Guinea Pig Diseases - Fur mites

mite infestation in guinea pig
  • Infestation with Chirodiscoides caviae, or the guinea pig fur mite, is a commonly encountered problem in guinea pigs.
  • Under normal conditions fur mites are present in small numbers and exist symbiotically and do not harm their host. However, their numbers can increase when a guinea pig is stressed, has decreased immunity due to illnesses, is unable to keep the mites reduced by normal grooming all of which can lead to excessive itching, irritation and other disorders of the skin.
  • Mites may be transmitted by direct contact with infested guinea pigs and contaminated items such as bedding.
  • If you suspect one of your guinea pig's have mange mites, treat them all as soon as possible as they can be carriers without showing symptoms.
  • On rare occasions, mange mites may cause some temporary itchiness for sensitive people, but cannot reproduce or live on humans.

    • Causes:
    • Infection from other guinea pigs
    • Infection from contaminated objects like bedding
    • Unclean living conditions
    • Stress
    • Lowered immunity due to illness

      Your veterinarian can diagnose fur mite infestation in your guinea pig either by examining your guinea pig's fur for visible signs of the mites or by taking skin scrapings from your guinea pig for microscopic laboratory analysis.

      fur mite infestation in guinea pig Symptoms:
    • Excessive scratching/itching
    • Scratching, causing self inflicted wounds
    • Dry and flaky skin
    • Loss of weight
    • Hair loss (if left untreated, guinea pigs can become completely bald)
    • Run around the cage in an agitated state
    • Squeal in pain if touched
    • If left untreated, the guinea pig will emaciate and die

    • Take your guinea pig to a veterinarian right away if a guinea pig mite infestation is suspected.
    • Ivermectin is the treatment of choice.

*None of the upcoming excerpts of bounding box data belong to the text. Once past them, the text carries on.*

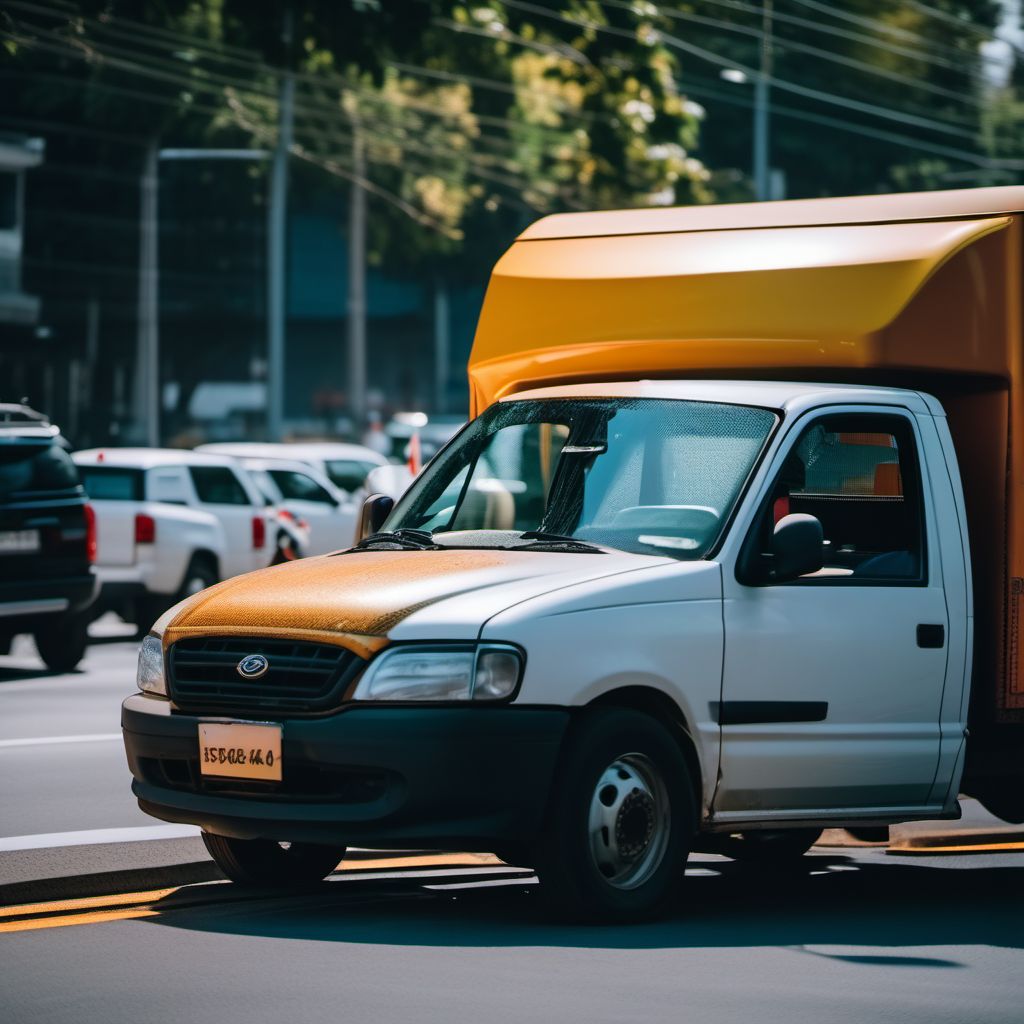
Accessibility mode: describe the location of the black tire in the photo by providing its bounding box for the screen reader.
[35,615,89,672]
[203,831,345,887]
[530,708,696,922]
[724,828,821,867]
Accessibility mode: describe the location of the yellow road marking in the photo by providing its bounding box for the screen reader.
[0,906,160,935]
[335,853,505,871]
[0,886,180,918]
[889,841,1024,856]
[0,854,505,934]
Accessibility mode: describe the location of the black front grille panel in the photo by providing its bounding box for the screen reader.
[138,755,391,804]
[168,637,366,715]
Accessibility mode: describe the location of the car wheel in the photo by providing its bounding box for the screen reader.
[203,831,345,886]
[35,615,89,672]
[531,708,695,922]
[722,828,821,867]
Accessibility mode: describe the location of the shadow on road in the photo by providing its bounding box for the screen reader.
[148,856,1024,954]
[0,658,79,685]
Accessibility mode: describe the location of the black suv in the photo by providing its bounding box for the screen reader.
[0,403,97,672]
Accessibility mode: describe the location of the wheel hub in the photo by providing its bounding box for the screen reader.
[615,788,656,860]
[589,754,671,889]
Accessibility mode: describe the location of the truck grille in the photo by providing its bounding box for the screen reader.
[168,637,366,715]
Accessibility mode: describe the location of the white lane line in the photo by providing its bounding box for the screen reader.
[0,825,200,853]
[0,732,121,751]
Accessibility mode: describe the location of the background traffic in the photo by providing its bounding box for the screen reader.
[0,404,456,671]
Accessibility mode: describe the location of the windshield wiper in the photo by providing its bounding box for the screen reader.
[352,528,440,551]
[511,529,605,555]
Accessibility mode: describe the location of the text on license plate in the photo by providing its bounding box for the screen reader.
[199,722,281,782]
[0,529,39,555]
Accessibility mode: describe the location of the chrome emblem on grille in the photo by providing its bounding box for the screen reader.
[237,654,270,679]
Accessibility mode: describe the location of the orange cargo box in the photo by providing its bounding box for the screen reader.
[469,186,1024,722]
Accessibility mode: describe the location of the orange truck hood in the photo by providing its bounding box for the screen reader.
[164,549,666,657]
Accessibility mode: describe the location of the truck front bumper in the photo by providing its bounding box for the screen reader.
[121,694,568,850]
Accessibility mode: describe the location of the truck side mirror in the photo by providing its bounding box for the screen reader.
[769,512,824,583]
[355,495,394,544]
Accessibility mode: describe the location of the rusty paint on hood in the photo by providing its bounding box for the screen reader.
[164,550,537,657]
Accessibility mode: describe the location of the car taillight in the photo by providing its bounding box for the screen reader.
[135,512,157,544]
[253,515,266,551]
[85,503,96,563]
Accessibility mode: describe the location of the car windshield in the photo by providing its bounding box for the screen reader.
[0,435,80,502]
[324,459,377,492]
[384,398,777,559]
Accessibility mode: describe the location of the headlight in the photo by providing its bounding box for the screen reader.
[353,644,522,700]
[135,634,167,697]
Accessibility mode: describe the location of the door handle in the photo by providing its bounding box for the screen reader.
[918,623,946,648]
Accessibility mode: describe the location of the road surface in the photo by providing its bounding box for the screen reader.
[6,638,1024,1024]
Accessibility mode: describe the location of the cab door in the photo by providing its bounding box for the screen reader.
[715,407,949,820]
[188,465,262,580]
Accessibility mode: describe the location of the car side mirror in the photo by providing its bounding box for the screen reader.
[355,495,394,543]
[769,512,824,583]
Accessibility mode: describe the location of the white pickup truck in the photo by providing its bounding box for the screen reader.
[73,447,272,628]
[122,188,1024,920]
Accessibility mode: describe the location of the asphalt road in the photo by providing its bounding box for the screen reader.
[0,851,1024,1024]
[0,636,1024,1024]
[0,624,154,838]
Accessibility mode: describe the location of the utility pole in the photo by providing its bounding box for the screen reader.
[135,139,160,447]
[434,278,452,413]
[347,128,367,437]
[754,0,772,202]
[266,7,295,441]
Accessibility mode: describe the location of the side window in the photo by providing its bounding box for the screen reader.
[760,415,925,583]
[269,469,334,505]
[145,466,188,505]
[188,466,249,505]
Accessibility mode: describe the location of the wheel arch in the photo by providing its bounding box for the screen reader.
[181,548,221,587]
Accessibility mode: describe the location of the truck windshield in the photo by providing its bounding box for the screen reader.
[385,398,777,559]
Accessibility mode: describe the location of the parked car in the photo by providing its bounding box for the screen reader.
[384,413,466,465]
[196,441,387,495]
[73,449,274,627]
[239,459,359,555]
[0,404,97,672]
[122,187,1024,921]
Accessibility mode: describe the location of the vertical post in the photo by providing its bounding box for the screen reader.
[434,278,452,413]
[135,139,160,447]
[78,295,99,443]
[754,0,772,202]
[347,129,367,437]
[266,8,295,441]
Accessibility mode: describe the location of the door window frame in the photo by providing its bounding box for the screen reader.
[733,404,932,589]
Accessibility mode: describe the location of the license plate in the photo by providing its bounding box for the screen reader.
[0,529,39,555]
[199,722,282,782]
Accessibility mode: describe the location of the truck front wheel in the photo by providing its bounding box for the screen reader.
[532,708,695,921]
[203,831,345,887]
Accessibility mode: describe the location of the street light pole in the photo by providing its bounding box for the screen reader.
[754,0,772,202]
[347,128,367,437]
[135,146,270,447]
[135,139,160,447]
[266,8,295,441]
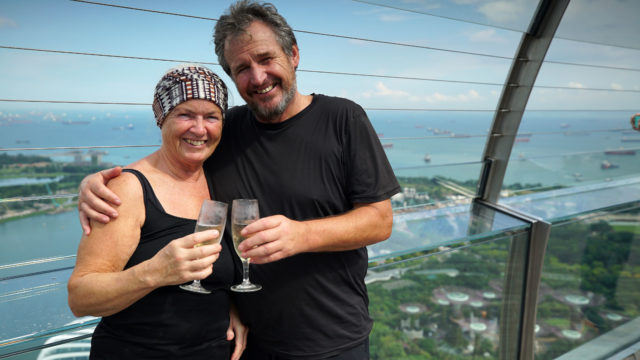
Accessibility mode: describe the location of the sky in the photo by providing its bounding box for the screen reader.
[0,0,640,112]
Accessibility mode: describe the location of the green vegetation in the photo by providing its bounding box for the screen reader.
[0,154,104,221]
[368,211,640,360]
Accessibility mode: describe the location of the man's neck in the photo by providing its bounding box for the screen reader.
[256,93,313,124]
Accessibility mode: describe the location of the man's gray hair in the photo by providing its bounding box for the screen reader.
[213,0,297,78]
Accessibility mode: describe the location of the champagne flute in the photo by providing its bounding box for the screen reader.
[180,200,227,294]
[231,199,262,292]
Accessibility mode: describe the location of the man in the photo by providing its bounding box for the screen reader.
[79,0,399,360]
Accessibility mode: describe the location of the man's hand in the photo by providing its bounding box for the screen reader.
[238,215,307,264]
[78,166,122,235]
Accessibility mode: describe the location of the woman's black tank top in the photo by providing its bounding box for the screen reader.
[91,169,234,359]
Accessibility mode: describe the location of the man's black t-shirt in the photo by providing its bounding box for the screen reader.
[205,95,399,359]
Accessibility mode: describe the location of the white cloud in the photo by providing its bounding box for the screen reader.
[362,81,409,98]
[0,16,17,28]
[422,89,480,104]
[379,14,406,22]
[469,29,503,43]
[478,1,524,24]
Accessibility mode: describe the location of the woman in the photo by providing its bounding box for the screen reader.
[68,65,246,359]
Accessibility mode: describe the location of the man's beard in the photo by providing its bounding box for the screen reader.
[247,79,296,123]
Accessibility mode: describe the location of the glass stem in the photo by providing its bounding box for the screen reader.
[242,260,249,284]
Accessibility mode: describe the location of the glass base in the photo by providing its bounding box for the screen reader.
[231,283,262,292]
[180,283,211,294]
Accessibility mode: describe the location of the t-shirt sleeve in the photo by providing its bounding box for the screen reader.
[345,104,400,203]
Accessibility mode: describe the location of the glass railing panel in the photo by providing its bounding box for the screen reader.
[368,171,528,260]
[503,111,640,196]
[365,232,528,359]
[535,203,640,359]
[0,198,82,272]
[0,317,99,360]
[0,267,99,358]
[501,175,640,221]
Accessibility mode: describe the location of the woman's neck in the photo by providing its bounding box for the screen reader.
[149,149,204,183]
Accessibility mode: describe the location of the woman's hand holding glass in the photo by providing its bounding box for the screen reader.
[144,230,222,287]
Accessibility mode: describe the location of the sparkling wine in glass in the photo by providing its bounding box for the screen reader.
[180,200,227,294]
[231,199,262,292]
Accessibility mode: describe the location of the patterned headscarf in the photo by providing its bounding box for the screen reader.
[153,64,228,128]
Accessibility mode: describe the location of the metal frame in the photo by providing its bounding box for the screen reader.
[477,0,569,203]
[474,0,569,360]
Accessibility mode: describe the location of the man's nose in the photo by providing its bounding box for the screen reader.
[251,66,267,86]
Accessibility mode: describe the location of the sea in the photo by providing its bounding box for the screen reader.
[0,107,640,358]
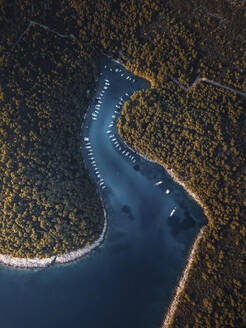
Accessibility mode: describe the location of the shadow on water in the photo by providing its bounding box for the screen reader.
[0,57,205,328]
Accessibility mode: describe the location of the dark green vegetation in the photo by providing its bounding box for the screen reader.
[1,0,246,328]
[0,2,104,257]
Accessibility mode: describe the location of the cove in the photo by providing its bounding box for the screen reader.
[0,57,205,328]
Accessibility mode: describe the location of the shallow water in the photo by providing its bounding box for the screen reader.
[0,57,204,328]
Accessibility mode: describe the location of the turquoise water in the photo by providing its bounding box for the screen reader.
[0,57,204,328]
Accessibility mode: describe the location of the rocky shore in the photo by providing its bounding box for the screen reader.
[0,210,107,269]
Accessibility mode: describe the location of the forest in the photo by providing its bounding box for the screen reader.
[0,0,246,328]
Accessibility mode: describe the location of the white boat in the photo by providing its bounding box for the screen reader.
[170,207,176,216]
[154,181,163,186]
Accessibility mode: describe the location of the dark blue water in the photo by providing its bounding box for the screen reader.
[0,58,204,328]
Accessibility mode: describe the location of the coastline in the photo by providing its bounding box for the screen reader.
[161,226,206,328]
[0,209,107,269]
[119,136,207,328]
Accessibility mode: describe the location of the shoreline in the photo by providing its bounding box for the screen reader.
[160,226,206,328]
[119,136,207,328]
[0,211,107,269]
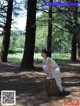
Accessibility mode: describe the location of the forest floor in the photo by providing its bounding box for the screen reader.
[0,62,80,106]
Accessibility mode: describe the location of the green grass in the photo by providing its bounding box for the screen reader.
[8,53,70,64]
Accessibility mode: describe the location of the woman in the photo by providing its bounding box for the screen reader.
[41,49,63,93]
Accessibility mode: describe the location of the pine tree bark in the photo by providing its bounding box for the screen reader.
[71,7,78,61]
[1,0,13,62]
[47,0,53,57]
[21,0,37,69]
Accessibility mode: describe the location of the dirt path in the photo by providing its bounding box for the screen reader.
[0,63,80,106]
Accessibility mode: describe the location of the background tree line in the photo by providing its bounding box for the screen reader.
[0,0,80,68]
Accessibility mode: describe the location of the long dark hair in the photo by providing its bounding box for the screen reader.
[42,49,49,57]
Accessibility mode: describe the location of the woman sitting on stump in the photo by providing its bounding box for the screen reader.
[41,49,64,94]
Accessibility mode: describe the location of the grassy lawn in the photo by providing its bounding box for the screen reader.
[8,53,70,64]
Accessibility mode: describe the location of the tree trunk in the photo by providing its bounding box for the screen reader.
[21,0,37,69]
[47,0,53,57]
[1,0,13,62]
[71,7,78,61]
[71,35,77,61]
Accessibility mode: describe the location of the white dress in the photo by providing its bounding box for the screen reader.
[43,57,63,92]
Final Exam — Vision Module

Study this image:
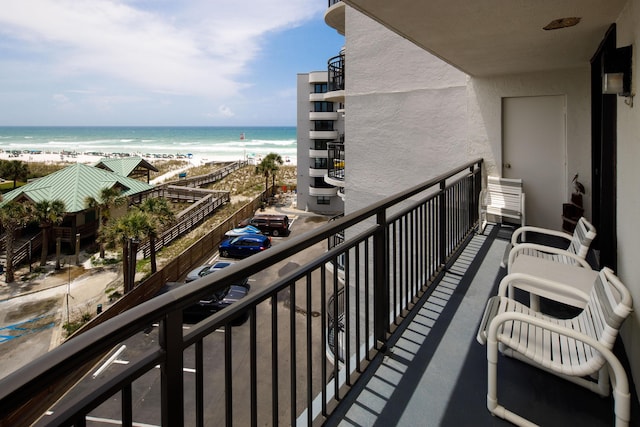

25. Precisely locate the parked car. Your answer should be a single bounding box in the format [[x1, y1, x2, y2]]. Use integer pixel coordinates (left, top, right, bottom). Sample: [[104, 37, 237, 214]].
[[158, 261, 251, 321], [224, 225, 262, 237], [184, 261, 240, 283], [249, 214, 289, 237], [218, 234, 271, 258]]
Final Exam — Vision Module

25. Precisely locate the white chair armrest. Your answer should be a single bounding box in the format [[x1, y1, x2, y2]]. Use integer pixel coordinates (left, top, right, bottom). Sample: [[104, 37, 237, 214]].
[[498, 273, 589, 301], [486, 311, 629, 395], [507, 243, 591, 271], [511, 225, 573, 246]]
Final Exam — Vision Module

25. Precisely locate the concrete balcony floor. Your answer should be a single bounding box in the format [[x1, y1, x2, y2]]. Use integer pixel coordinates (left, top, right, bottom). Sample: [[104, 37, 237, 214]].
[[326, 226, 640, 426]]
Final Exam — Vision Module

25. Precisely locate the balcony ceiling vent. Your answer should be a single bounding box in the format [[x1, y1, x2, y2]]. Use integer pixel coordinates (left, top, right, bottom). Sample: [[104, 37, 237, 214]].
[[543, 16, 582, 31]]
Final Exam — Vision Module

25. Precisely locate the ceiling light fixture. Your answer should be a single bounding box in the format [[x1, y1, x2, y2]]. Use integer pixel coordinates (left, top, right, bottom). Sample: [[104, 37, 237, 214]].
[[543, 16, 582, 31]]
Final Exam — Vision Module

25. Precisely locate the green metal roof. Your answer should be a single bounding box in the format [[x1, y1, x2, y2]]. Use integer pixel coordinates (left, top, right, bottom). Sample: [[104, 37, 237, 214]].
[[0, 163, 153, 213], [94, 157, 158, 176]]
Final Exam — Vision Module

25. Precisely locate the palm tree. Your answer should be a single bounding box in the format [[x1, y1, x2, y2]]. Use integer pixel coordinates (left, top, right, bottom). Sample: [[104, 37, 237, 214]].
[[0, 160, 29, 189], [101, 209, 153, 293], [138, 197, 175, 274], [84, 187, 127, 258], [256, 153, 284, 201], [0, 201, 31, 283], [33, 200, 66, 267]]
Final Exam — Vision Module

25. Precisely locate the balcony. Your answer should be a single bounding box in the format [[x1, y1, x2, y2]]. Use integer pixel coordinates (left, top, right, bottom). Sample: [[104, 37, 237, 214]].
[[309, 187, 338, 197], [0, 160, 639, 426], [325, 143, 345, 187], [309, 130, 338, 139], [324, 51, 345, 102], [309, 111, 338, 120], [324, 0, 345, 36]]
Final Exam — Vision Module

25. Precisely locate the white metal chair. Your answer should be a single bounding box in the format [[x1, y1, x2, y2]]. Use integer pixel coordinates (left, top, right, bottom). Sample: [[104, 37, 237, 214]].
[[477, 268, 632, 426], [478, 176, 525, 234], [503, 217, 596, 271]]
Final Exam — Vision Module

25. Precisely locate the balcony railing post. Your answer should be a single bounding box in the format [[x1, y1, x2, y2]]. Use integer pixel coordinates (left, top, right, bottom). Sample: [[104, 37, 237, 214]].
[[159, 310, 184, 426], [438, 180, 447, 266], [373, 210, 389, 348]]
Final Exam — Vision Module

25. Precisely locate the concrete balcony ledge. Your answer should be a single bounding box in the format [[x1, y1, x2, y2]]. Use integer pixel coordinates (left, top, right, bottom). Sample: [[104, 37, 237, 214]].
[[325, 225, 640, 426], [324, 2, 346, 35]]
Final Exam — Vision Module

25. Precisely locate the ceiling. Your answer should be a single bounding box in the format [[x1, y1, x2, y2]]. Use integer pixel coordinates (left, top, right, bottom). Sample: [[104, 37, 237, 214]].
[[343, 0, 627, 76]]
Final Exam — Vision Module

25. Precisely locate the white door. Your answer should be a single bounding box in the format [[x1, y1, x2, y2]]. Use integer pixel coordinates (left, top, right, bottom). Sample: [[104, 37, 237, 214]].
[[502, 95, 567, 230]]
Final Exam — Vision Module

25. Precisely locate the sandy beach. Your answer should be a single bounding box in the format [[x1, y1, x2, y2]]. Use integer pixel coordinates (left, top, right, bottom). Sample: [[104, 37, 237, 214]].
[[0, 151, 296, 167]]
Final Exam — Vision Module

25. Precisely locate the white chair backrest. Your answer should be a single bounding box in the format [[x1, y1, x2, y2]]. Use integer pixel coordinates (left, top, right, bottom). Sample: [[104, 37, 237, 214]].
[[578, 267, 633, 349], [567, 217, 596, 258], [487, 176, 522, 215]]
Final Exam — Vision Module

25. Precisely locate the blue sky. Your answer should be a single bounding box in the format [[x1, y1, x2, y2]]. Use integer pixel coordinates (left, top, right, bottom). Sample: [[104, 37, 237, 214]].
[[0, 0, 344, 126]]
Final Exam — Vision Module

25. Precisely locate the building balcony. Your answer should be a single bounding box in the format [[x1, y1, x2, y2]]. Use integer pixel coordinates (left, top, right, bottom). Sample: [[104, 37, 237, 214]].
[[325, 143, 345, 187], [309, 167, 327, 178], [309, 92, 326, 102], [309, 149, 327, 159], [324, 49, 345, 102], [324, 0, 345, 36], [309, 130, 338, 139], [309, 71, 327, 84], [309, 111, 338, 120], [309, 187, 338, 197], [0, 160, 640, 426]]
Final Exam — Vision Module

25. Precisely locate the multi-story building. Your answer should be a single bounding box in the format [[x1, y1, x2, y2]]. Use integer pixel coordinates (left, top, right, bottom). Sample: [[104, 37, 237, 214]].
[[297, 71, 344, 214], [332, 0, 640, 404], [5, 0, 640, 425]]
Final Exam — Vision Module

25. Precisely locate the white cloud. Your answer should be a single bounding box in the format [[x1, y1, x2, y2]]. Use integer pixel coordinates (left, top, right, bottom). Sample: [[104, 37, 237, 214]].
[[0, 0, 326, 119]]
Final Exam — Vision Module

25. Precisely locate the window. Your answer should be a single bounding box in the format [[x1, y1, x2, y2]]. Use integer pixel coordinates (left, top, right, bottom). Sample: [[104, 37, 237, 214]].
[[313, 101, 333, 113], [311, 139, 332, 150], [313, 120, 333, 131], [313, 83, 327, 93], [311, 157, 327, 169], [311, 176, 333, 188]]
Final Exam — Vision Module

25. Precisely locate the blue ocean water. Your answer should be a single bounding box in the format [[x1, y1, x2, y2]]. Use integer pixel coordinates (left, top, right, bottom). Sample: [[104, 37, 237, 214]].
[[0, 126, 296, 164]]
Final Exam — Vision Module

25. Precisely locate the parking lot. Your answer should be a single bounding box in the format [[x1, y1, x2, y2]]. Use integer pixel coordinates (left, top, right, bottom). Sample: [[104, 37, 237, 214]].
[[43, 214, 327, 426]]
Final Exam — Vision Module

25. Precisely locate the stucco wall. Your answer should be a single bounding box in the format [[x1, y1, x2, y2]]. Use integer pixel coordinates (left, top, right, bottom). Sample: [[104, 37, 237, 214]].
[[616, 0, 640, 400], [345, 8, 468, 213], [296, 73, 309, 210], [468, 70, 591, 218]]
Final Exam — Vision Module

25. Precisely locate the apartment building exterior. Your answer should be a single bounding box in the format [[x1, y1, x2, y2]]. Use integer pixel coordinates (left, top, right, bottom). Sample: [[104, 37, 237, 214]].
[[5, 0, 640, 425], [336, 0, 640, 402], [297, 70, 344, 215]]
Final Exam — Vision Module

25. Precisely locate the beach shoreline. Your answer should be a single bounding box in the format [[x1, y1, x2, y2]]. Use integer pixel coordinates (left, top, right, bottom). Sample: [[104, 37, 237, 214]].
[[0, 150, 296, 167]]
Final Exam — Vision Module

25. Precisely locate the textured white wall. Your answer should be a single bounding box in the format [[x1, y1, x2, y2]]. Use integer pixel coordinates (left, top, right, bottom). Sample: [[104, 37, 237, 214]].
[[468, 69, 591, 218], [345, 8, 469, 213], [616, 0, 640, 402]]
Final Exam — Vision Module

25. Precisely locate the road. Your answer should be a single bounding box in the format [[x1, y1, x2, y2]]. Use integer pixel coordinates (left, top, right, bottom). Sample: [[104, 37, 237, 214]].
[[37, 211, 327, 426]]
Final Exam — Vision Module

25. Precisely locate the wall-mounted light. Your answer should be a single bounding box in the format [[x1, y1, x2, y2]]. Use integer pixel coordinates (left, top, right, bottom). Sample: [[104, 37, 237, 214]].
[[602, 73, 624, 95], [602, 46, 635, 107]]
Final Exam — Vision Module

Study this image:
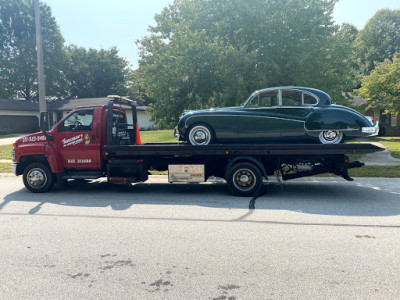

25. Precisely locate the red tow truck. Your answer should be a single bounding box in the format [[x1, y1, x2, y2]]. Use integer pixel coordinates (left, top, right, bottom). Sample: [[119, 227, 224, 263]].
[[12, 96, 383, 196]]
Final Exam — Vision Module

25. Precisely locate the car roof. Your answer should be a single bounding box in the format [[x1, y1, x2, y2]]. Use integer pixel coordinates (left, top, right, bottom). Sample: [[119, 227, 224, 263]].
[[252, 86, 332, 106]]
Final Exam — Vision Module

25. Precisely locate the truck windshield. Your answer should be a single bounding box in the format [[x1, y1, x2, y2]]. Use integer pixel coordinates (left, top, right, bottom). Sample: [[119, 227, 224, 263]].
[[58, 109, 93, 132]]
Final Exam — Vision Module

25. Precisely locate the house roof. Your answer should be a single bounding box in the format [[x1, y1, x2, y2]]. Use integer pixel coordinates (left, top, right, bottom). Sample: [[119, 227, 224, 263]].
[[0, 97, 147, 111]]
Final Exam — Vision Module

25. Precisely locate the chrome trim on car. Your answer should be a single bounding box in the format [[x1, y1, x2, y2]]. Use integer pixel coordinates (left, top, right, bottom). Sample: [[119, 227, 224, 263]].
[[185, 114, 306, 128], [174, 126, 180, 141], [242, 86, 321, 107], [11, 163, 18, 176], [361, 121, 379, 136]]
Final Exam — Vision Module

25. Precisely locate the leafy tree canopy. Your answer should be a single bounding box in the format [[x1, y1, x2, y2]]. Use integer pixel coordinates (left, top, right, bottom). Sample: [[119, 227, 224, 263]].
[[0, 0, 64, 100], [356, 53, 400, 115], [63, 45, 129, 98], [138, 0, 354, 126], [355, 9, 400, 75]]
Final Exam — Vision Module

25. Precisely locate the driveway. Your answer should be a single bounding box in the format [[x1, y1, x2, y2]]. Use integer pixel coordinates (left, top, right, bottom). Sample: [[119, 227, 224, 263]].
[[0, 176, 400, 300]]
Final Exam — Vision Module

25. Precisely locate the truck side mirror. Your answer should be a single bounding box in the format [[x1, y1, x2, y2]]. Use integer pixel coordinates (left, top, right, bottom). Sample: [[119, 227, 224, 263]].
[[40, 112, 54, 141]]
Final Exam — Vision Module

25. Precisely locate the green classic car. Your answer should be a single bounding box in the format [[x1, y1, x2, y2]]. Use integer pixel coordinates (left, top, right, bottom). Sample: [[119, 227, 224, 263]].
[[175, 86, 379, 145]]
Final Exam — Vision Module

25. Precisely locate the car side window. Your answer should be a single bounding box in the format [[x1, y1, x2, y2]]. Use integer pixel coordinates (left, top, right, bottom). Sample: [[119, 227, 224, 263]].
[[247, 90, 278, 107], [58, 109, 93, 132], [282, 90, 302, 106], [303, 93, 318, 105]]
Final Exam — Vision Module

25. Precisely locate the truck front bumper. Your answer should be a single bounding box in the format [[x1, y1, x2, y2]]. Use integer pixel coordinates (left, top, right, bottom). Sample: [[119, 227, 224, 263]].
[[11, 163, 18, 176]]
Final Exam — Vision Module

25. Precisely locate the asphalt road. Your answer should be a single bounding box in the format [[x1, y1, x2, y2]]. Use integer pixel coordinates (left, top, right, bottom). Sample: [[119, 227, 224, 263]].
[[0, 176, 400, 300]]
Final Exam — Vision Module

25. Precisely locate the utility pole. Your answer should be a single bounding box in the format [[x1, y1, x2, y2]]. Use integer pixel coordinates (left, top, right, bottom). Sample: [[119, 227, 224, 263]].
[[33, 0, 47, 113]]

It does not kill the eggs, and it must be administered by injection, orally, or topically in several doses.
    • It is usually placed on the skin found directly behind the ears. The dosage is weight specific and is not safe to use with guinea pigs that weigh less than twelve ounces.
    • After giving first dose second dose may be given after seven days.
    • This drug is safe to use on pregnant cavies.
    • A vet may also provide topical treatment for open sores and infection caused by scratching and for crusty skin and other complications related to the infestation.
    • Diazepam may be used to control itching, while steroids provide temporary relief.
    • The nails should be cut in order to minimize any further damage to the skin.
    • Keep stress levels to a minimum while the guinea pig is recovering from a mite infestation.
    • Clean any shared space thoroughly with non-toxic disinfectant and water, then replace the bedding.

      In addition to keeping your guinea pig's living quarters clean and sanitary, minimizing your guinea pig's stress levels and feeding your guinea pig a healthy, balanced and nutritional diet will go a long ways toward preventing fur mite infestation in your guinea pig.